Addendum:  Can’t I just add a mantle?

Source:  Amazon

Traditional kerosene lanterns are also incredibly inefficient at converting fuel to light.

But more than a century ago, the dismal inefficiency of a traditional flat-wick kerosene lamp was improved by the addition of an incandescent mantle.  A modern kerosene lamp works not by producing light directly, but by heating the mantle until it glows.  Aladdin kerosene lamps, for example, are unpressurized kerosene lamps that use a mantle.  They produce about four times as much light as traditional flat-wick kerosene lamps, per gallon of fuel (reference).

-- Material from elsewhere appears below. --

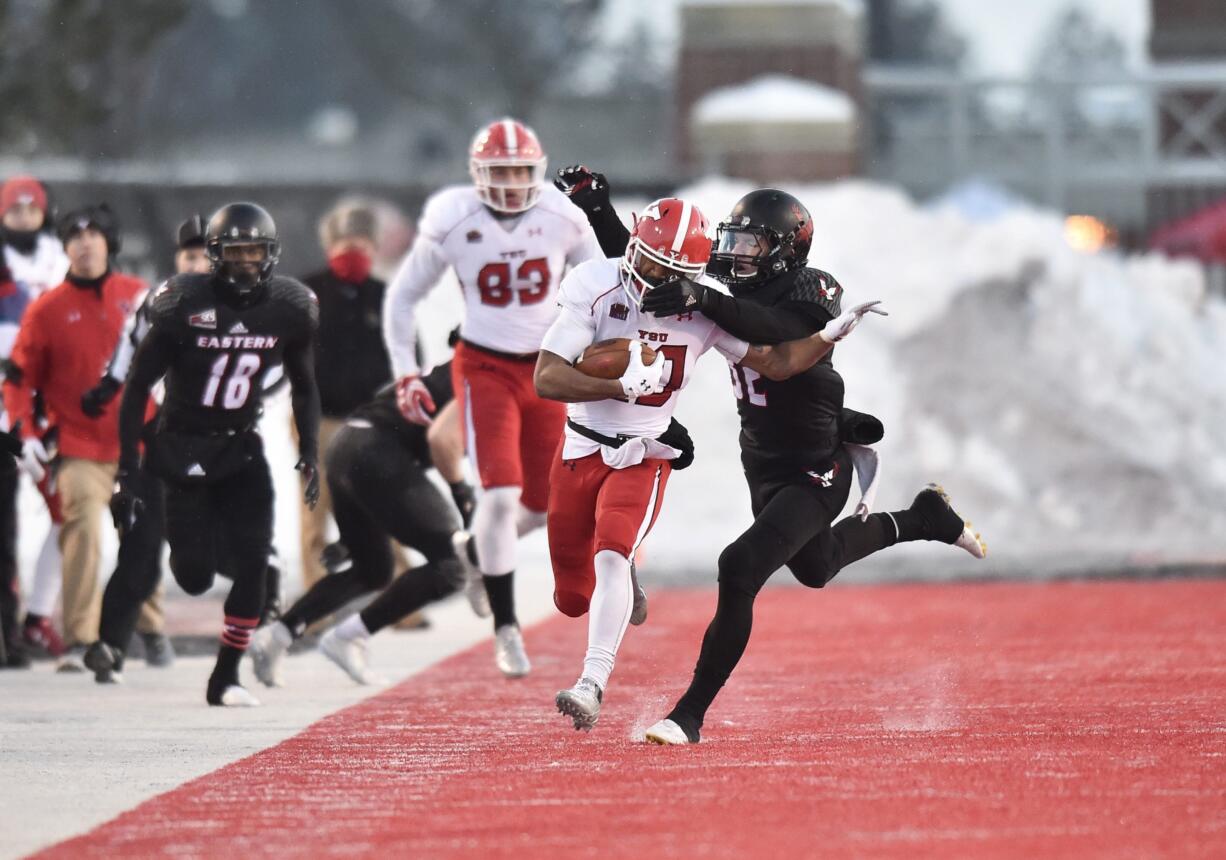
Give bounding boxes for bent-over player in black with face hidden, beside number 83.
[251,362,489,687]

The use of an incandescent mantle is standard for all modern lights powered by burning hydrocarbons.  Next time you see a decorative natural gas light, look closely, and you’ll see a mantle over the flame.  Burning natural gas, by itself, produces almost no light.  The light you see from a gas lamp is the light of the glowing mantle, heated by the burning natural gas.

So, why not stick a mantle in a candle lantern?  Near as I can tell, the flame from burning wax is just as hot as the flame from burning kerosene.

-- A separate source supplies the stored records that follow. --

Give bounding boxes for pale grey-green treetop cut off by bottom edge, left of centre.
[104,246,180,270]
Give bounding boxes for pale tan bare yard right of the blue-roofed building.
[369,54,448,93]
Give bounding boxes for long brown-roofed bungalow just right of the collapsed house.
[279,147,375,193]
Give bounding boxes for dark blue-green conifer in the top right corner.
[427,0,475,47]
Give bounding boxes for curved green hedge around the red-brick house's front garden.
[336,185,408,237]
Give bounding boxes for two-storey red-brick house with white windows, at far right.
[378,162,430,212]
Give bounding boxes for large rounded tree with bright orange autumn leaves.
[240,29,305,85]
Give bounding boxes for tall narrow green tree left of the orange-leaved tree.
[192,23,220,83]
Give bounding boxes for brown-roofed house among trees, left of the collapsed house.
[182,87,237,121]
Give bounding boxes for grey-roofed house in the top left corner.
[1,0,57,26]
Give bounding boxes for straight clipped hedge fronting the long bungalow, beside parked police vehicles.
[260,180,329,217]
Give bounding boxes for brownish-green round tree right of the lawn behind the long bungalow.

I’m pretty sure that the issue isn’t so much the temperature of the flame, as it is the total amount of heat produced.  Both Coleman (pressurized) and Aladdin (unpressurized) lamps burn about three ounces of fuel, per burner, per hour.  That works out to roughly 65 grams of hydrocarbons burned, per hour, or roughly 10 times the burn rate for my nine-hour candles.  Plausibly, if I put a Coleman lantern mantle over my candle, I could get a little spot to glow.  But there’s no way I’m going to get that entire mantle to glow with just the energy input of a nine-hour candle.

Addendum to addendum: Well, I couldn’t just leave it like that, so I bought a Coleman lantern mantle and tried it.  Turns out that the only part of the candle flame hot enough to make the mantle glow is a tiny bit of it, right in the heart of the flame.  With that, you can get a piece of the mantle about the size of a match head to glow. 

The upshot is that a mantle is totally impractical for a candle lantern.  You have to suspend a tiny piece of the fragile burnt mantle literally inside the candle flame.  And then, you get a modest increase in light output.  Even if you could set that up and make it work, that fragile piece of mantle would never survive even the slightest bump.